Es möchte allerdings kein weiteres Holocaust-Buch sein, das die Gräuel der Vergangenheit wiederholt und auflistet, von denen viele von uns wissen. Es geht um das Jetzt – den wachsenden Judenhass, um weltweite Übergriffe, um gefährliche Propaganda und ihre Folgen, denen heute so viele Menschen wieder zum Opfer fallen. Es geht um die Atmosphäre im Täterland, das keine Schuld, vor allem aber keine Last und Verantwortung mehr tragen will: Es reicht jetzt mit den toten Juden, genug im Schulunterricht gelernt, ein Schlussstrich muss her. Dabei wird vergessen, dass die heutigen Generationen zwar nicht für die Taten von damals verantwortlich sind, wohl aber dafür, dass sich so etwas nie wieder ereignet. Doch ohne den unterschwellig weitervererbten Judenhass in der Gesellschaft aufzuarbeiten, zu benennen und konsequent zu ahnden, bleibt dieses oft betont wiederholte Versprechen leer. Belege dafür sind die zunehmenden Angriffe auf Jüdinnen und Juden in den vergangenen Jahren sowie die antisemitischen Vorfälle in Deutschland – allen voran in Berlin –, die seit dem Überfall der Hamas auf Israel am 7. Oktober 2023 um ein Vielfaches gestiegen sind. Auch weltweit.

Diese Entwicklung zeigt, dass Juden von damals und heute eines gemeinsam haben: Wir sind Juden, und das ist Grund genug, um uns zu hassen, anzugreifen und zu töten.

So verfasste ich auch, während ich dieses Buch schrieb, mein Testament. Denn das Massaker am 7. Oktober 2023 markierte einen schmerzhaften Höhepunkt; als Juden wurde uns unsere Sterblichkeit bewusster als je zuvor. Und wir wissen heute, zwei Jahre danach, mehr denn je: Niemand wird uns retten. Wenn wir uns nicht selbst verteidigen, werden wir sterben.

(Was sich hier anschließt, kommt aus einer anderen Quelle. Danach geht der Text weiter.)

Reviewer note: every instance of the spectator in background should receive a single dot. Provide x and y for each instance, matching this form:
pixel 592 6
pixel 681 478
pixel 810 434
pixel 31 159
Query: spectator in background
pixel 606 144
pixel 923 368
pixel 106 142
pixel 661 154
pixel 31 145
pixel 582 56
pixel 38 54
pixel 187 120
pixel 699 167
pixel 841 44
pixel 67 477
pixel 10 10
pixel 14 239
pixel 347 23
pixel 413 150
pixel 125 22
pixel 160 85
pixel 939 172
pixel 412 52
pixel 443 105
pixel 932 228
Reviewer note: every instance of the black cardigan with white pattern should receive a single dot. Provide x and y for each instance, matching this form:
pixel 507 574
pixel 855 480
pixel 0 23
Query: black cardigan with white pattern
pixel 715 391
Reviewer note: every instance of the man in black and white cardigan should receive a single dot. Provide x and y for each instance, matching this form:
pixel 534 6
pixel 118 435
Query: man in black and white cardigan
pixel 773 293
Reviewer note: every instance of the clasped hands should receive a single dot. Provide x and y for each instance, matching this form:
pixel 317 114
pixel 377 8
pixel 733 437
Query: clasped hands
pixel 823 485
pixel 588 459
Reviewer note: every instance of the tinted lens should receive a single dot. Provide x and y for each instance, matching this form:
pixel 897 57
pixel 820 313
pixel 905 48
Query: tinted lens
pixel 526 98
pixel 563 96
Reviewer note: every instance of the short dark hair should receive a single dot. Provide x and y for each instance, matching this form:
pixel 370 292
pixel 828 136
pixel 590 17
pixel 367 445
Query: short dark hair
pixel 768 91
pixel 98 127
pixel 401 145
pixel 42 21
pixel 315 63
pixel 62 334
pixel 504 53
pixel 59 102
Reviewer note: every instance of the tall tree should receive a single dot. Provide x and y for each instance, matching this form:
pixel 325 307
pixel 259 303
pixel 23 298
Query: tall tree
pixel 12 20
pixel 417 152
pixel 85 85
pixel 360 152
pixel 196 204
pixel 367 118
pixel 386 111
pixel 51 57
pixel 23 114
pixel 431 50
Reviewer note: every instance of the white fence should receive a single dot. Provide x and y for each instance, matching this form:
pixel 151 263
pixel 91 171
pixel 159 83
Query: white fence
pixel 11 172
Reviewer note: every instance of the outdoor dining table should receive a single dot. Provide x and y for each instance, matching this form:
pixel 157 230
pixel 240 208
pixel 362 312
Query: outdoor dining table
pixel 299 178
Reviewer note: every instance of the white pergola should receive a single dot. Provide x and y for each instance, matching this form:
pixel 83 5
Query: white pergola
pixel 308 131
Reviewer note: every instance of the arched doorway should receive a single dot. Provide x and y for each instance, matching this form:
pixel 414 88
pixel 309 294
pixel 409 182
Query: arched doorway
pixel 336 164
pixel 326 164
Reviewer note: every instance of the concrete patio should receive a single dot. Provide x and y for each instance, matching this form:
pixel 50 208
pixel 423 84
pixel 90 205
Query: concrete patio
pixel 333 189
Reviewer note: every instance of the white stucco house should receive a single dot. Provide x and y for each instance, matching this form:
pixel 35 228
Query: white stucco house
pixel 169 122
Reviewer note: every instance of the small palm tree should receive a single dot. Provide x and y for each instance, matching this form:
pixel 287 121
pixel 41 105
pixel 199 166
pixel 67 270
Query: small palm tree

Als Journalistin und Kriegsreporterin versuche ich, mich auf die Nachrichtenlage und die Fakten zu fokussieren. In diesem Buch dokumentiere ich auch vieles, was in der einseitigen Berichterstattung der meisten Medien nicht gezeigt wird. Immer wieder fragen mich Freunde und Kollegen, wie ich weiterhin so klar berichten kann. Die Wahrheit ist: In der Öffentlichkeit demonstriere ich Stärke, anstatt meine Gefühle, die Retraumatisierung und den wohl größten Schmerz, den ich je empfunden habe und den ein ganzes Land und die Mehrheit des jüdischen Volkes mit mir teilen, öffentlich zu zeigen – eine sehr israelische Eigenart. Niemand sieht, wie mich die Bilder des 7. Oktober im Wohnungsflur in die Knie zwingen, um bittere Tränen zu weinen. Niemand sieht, wie ich mir im Auto die Seele aus dem Leib schreie, weil ich den Schmerz nicht mehr ertragen kann. Niemand sieht, wie ich in Berlin zum Schutz unsere Mezuzah vom Türrahmen nehme – eine kleine Kapsel, die eigentlich dazu gedacht ist, unser Haus mit Gebetstexten zu beschützen –, unseren Nachnamen vom Klingelschild entferne und abends mit einem Glastisch die Wohnungstür verbarrikadiere, damit wir im Fall eines Überfalls geweckt werden.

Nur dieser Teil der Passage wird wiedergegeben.